Daibu Old Street, a historic riverside town in Liyang, centers around Shanqing Bridge—a single-arch stone bridge built in 1737. Once a bustling hub for trade and cargo, the area now anchors the quiet rhythm of community life.

The Shuangjing Teahouse occupies a two-story structure at the bridgehead, facing the water on one side and narrow streets and homes on the other, with its gable wall seamlessly merging with the bridge.

01 A Room Floating in Air
Within the teahouse’s compact 60㎡ footprint, instead of placing the stairs along the edge to maximize usable space, a floating staircase stands at its core. The structure transcends a mere functional passage, becoming an independent "room." Climbing this “room” becomes a spatial journey: daylight filters from above, while weathered bricks and stones underfoot echo centuries of history.

02 Wild Spaces: A Clash with Traditional Spatial Patterns
The floating room interacts with surrounding structures through connections, cuts, and leans, generating unexpected "wild spaces." It redefines how different areas can join together, creating unconventional sequences of spaces.

For instance, the area beneath the stairs guides visitors from the entrance to the sunken hearth, shaping movement through varied clearance heights for different people. This “space under the staircase”—neither a corridor nor an enclosed room—naturally delineates various functional zones. Walls around the staircase double as exhibition surfaces, transforming the structure into a curatorial device. These “wild spaces” challenge rigid spatial norms, inviting improvisation.

03 Life as Performance
Though the old street has lost its commercial hustle, Shanqing Bridge remains a stage for daily life—laundry, fruit drying, and neighborly chats. The teahouse, rooted in this rhythm, integrates this vitality through adaptable features:

·Recessed eaves create shared social space.
·Openable windows stretch tea gatherings onto the bridge.
·A cantilevered steel balcony overlooks the river, fostering conversations with passersby.
·The stone hearth offers a front-row seat to the old bridge’s daily scenes.

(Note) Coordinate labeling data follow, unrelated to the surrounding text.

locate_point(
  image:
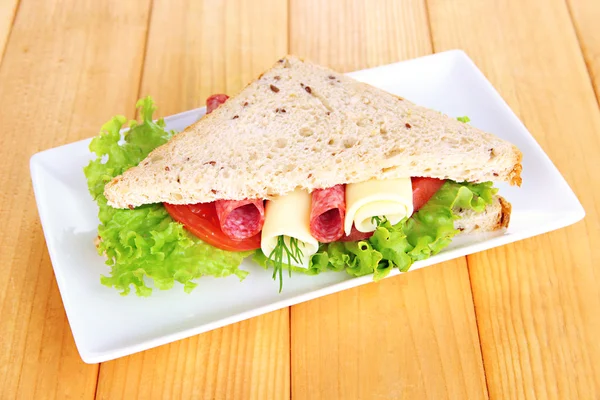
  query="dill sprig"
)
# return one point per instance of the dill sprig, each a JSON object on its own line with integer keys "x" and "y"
{"x": 377, "y": 220}
{"x": 276, "y": 257}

Here, mundane routines blends with curated moments, turning life into an immersive performance.

04 Double Light Wells
Two light wells, aligned with the roof's shape, channel natural light into the dim interior. This enables occupants to sense shifts in time and weather while immersed in tranquility. The wells echo the teahouse’s name, Shuangjing (Double Wells), enriching the space with dynamic light and shadow .

05 Traces of Time
Original structural elements were replaced, but mottled walls, window layouts, and roof forms were preserved. A decades-old grapevine at the base of the wall bore fruit again last summer.

Interior materials—aged bricks, reclaimed stone, and unfinished steel with traces of time—reveal layers of history, allowing the architecture to evolve organically with use.